Scientists often overlook an organ that has an outsized influence on half of the population: the ovaries. Chiefly owing to the ovaries, which age about 2.5 times faster than women’s other organs, men and women decline so differently that they might almost be separate species. Men die more of heart attacks, women of Alzheimer’s. Women live seven years longer, as a global average, and their immune systems endure better—but they spend a much greater proportion of their lives in poor health. Women benefit more from exercise, because they burn lipids, a more efficient energy source than the carbs that men burn. Yet intermittent fasting can upset the menstrual cycle, and women lose muscle mass from caloric restriction more rapidly than men. So no therapy will work equally well, or even in the same manner, for both sexes. (Because so few scientists are focussed on female longevity, XPrize is trying to establish a prize for ovarian health.)

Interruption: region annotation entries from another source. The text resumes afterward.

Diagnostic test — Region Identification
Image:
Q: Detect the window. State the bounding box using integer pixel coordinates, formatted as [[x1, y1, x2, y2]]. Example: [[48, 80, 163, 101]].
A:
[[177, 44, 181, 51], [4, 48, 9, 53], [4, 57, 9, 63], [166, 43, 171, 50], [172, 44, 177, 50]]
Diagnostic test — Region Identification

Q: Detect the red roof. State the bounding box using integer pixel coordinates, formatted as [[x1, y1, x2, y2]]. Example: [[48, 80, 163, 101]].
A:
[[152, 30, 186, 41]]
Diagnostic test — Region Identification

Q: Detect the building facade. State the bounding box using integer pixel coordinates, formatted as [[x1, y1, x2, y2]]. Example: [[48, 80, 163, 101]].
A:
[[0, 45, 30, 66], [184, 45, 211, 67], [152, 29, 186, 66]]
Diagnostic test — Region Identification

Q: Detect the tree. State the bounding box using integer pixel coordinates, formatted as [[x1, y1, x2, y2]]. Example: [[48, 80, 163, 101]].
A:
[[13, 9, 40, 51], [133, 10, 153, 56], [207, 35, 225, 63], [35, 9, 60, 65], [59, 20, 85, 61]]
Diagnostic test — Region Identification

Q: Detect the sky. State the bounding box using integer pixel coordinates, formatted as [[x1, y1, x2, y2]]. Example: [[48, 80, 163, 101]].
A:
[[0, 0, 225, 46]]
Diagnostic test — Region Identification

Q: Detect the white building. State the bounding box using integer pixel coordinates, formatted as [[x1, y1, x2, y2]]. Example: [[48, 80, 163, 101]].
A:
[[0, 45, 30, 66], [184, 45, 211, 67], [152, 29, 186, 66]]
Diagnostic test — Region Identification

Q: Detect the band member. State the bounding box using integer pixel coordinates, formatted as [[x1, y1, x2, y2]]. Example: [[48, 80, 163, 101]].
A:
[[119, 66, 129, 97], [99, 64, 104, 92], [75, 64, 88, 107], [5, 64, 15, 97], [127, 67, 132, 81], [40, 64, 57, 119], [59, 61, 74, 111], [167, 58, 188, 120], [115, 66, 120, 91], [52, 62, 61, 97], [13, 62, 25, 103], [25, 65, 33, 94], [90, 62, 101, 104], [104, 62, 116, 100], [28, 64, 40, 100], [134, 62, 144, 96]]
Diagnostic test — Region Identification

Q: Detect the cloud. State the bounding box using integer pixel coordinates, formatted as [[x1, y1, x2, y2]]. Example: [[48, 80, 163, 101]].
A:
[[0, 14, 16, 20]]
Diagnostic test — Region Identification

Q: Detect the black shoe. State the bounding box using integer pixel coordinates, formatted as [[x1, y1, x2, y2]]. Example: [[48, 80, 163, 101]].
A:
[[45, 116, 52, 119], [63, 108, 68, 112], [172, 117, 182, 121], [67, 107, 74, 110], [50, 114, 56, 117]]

The encompassing issue is that we’re all fighting natural selection, whose sole criterion is the genes we pass on. The theory of disposable soma holds that, once we’ve reproduced, our body—our soma—is no longer useful. A corollary, with the ungainly name of antagonistic pleiotropy, holds that many of the factors that help us to produce and raise children later curtail our lives. “Cholesterol builds your brain and your gonads when you’re young—and it clogs your brain and your heart when you’re old,” Nir Barzilai, a leading geroscientist, told me. “IGF-1 growth hormone is helpful if you’re younger than fifty, because it promotes muscle growth. That same high level, in an older person, kills you. Metformin”—a diabetes drug biohackers take because some studies show that it decreases mortality—“reduces IGF-1, reduces the testosterone we need to build muscle. So, if you’re under fifty and you’re taking it, that’s an idiotic decision.”
[..] According to Dr. Michael Roizen of the Cleveland Clinic, you can make a thirty-two-year difference in your life span by implementing the no-brainer stuff (sleep, diet, exercise, etc.), but you can gain only four years by taking supplements.
[..] Numerous papers have concluded that genes determine only seven to thirty per cent of longevity, while behavioral choices play a much larger role. Your health, in this view, is not just an opportunity but a responsibility. If you get cancer and die young, it’s your fault for not perfecting your stack. One can imagine a future in which, if you didn’t take every conceivable step to optimize your health, you’d face not only disapproval from your A.I. doctor but denial of claims from your A.I. insurance company. [..]
Nearly every longevity advocate believes at least two things that can’t yet be proved: we will soon discover the secret to eternal life, and we will be better off once we do. [Leader of the Don’t Die movement] Bryan Johnson, like many others, maintains that A.I. is on the verge of unlocking the medical obstacles to immortality. But, he acknowledged, “I don’t think that anyone knows” exactly how it will do so. Faith without proof is a religious outlook, and Johnson announced earlier this year that a religion is what his Don’t Die movement would become. “The words ‘community,’ ‘ethical framework,’ ‘philosophy’—humans won’t devote their whole identity to them,” he told me. “Religion, for better or worse, is a framework that has motivated people to do phenomenal things.”
[Longevity entrepreneur Peter] Diamandis bridles at this idea, worrying that framing the quest as a religion will “discredit longevity in people’s minds.” Yet he knows that his own prognostications are impervious to fact checking. “Some people tell me, ‘Well, you’ve created a religion around abundance,’ ” he said. “And there are elements of faith in that mind-set.”